Témoignage d'un médecin de Gaza

C'est dans un petit bureau blanc où sont semées une table de consultation cloîtrée derrière un rideau plastifié et une armoire d'un marron tout aussi stratifié, que le bureau du Dr Majhdy fait un état des lieux édifiant de la vie à Gaza.

C’est l'heure des consultations, les patients se succèdent comme dans une chute de dominos. Il en voit ainsi plus de 150 en une seule journée. Mais, ce n'est pas de cette médecine dont il a rêvé lors de ses études, de la Jordanie aux Etats-Unis : « comment voulez que l'on puisse faire un vrai travail médical avec un suivi », s'indigne-t-il. « L’État Palestinien n'a pas de médicament et seul, comme ici dans cet établissement des UN, on a quelque chose à donner à tous ces gens, mais c'est si peu !". Cet établissement fonctionne dans son ensemble avec 14 millions de dollars, en prenant en compte les salaires. Il y a 1,5 millions d'habitants à Gaza. Comment peut-on soigner une personne avec 14 dollars par an? » s’interroge ce praticien.

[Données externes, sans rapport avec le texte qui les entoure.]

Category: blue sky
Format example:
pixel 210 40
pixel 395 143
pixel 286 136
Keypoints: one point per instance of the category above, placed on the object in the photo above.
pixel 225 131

Une femme entre et dépose son dossier médical sur le bureau ; le médecin l'interpelle en le consultant, « ce n'est pas pour vous ces médicaments », lui demande-t-il, « Non, c'est pour mon mari. Il est à la maison », lui explique-t-elle, avant d'ajouter, « Docteur, je ne sais plus quoi faire. Suite à son opération du cœur, mon mari a besoin de médicaments qui coûtent 60$ pour 15 jours de traitement et vous ne les avez pas, comment puis-je faire? ». Majhdi la quitte du regard et reprend sa prescription. Il ne répondra pas. Il n'a rien à répondre. La femme se lève et laisse place à un vieil homme. Il regarde si la femme est assez loin et se lâche, « que voulez-vous que je lui dise? Que son mari va mourir! Les gens ne peuvent pas se soigner. Ici les médicaments sont gratuits, mais c'est le minimum que nous avons en pharmacie. Les gens n'ont même pas de quoi se nourrir, alors pour se soigner! Ils viennent tous pour eux et des proches en même temps, juste pour économiser la course de taxi ». Une femme dans le couloir l'entend et lui dit « je suis une réfugiée et nous avons 10 enfants mon mari et moi. Je ne peux acheter que 200 g de viande par semaine », s'indigne cette mère.

Depuis la prise du pouvoir de Gaza avec les armes par le Hamas le 15 juin dernier, les Israéliens ont durci le quotidien des Gazaouis. Et en décrétant la bande de Gaza "entité hostile", le 19 septembre dernier, le ton était donné et les actes ne se sont pas fait attendre.

L'État Juif ne cesse d'accroître sa pression sur la bande de Gaza pour, selon elle, faire cesser les tirs des roquettes qui le visent. Le mois dernier, l'approvisionnement en carburant a été interrompu par les Israéliens, ce qui a contraint la principale centrale électrique de Gaza à procéder à des coupures de courant. Cette conséquence n'a fait qu'aggraver la situation humanitaire de la population civile à Gaza. Même le Conseil des droits de l'homme de l'Onu a déploré le mois dernier les "graves violations" commises selon lui par Israël à Gaza et exigé la levée du blocus israélien.

En considérant ce blocus comme une "punition collective" contre les Gazaouis, aujourd'hui les familles, l'économie et les hôpitaux sont amputés par ces coupures. Plus grave, la nourriture et les médicaments arrivent au compte-goutte. Les prix ont alors explosé. « Le prix du lait pour enfant a été multiplié par trois » constate le médecin, « très peu peuvent y accéder, alors les enfants sont les premières victimes de cette pauvreté croissante. Près de 50% des enfants de mois de 3 ans sont victimes d’anémie sanguine et 30% des femmes enceintes aussi ». Toute cette guerre n'épargne personne, mais les premières victimes sont les enfants. La psychotraumatologie enfantine est à son maximum avec des enfants sans repères et dans un état de stress permanent selon ce médecin. « Je n'ai plus peur pour moi, mais pour ma petite-fille Farah, 14 mois », précise Majdhy.

Aujourd'hui, il veut garder un soupçon d'espoir en créant avec des médecins et des juristes l'association Gaza Health Group et surtout en espérant travailler avec Help Doctors. « J'espère que mes collègues viendront constater notre désarroi et m'aider dans ce projet d'un centre de diabétologie pour enfants. Car plus de 1000 enfants sont concernés par cette maladie. J'espère qu’Help Doctors me fera confiance » conclu-t-il, avant de demander au prochain patient de prendre place.